Growth on metal substrates is a promising route for synthesizing high-quality graphene films. In addition, moving electronic applications into the real world requires understanding and controlling the properties of graphene in contact with metals. This talk will focus on the properties and growth mechanisms on several metals distinguished by varying binding strengths to graphene sheets. Mechanistic insight comes from observing growth directly using low-energy electron microscopy (LEEM). On the relatively strongly interacting substrate Ru(0001), graphene grows with a single in-plane orientation from a highly supersaturated sea of C adatoms. On the less interacting substrates Ir(111) and Pd(111), graphene forms several but discrete in-plane orientations. Small but significant differences in graphene’s electronic properties (i.e., band structure and work function) result from changes in orientation. On Cu foils, graphene islands nucleate with a large range of orientation. Thus, the weak film-Cu interaction leads to a high defect density.

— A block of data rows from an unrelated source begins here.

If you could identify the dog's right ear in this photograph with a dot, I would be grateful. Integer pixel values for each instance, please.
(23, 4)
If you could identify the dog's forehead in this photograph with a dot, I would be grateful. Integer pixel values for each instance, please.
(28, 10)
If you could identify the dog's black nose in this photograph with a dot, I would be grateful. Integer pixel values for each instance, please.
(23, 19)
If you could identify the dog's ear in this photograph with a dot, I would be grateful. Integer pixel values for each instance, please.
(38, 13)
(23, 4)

Finally, the mechanism of bilayer graphene growth has been explored. Diffraction analysis reveals that the second graphene layer on Ir(111) grows next to the substrate, not on top of the first layer. This “underlayer” growth mechanism occurs when the carbon source is either segregation from the substrate or deposition on top of the first layer. How this unusual mechanism affects thickness uniformity will be discussed.

 

This work was supported by the Office of Basic Energy Sciences, Division of Materials and Engineering Sciences of the U.S. Department of Energy under Contract No. DE-AC04-94AL85000.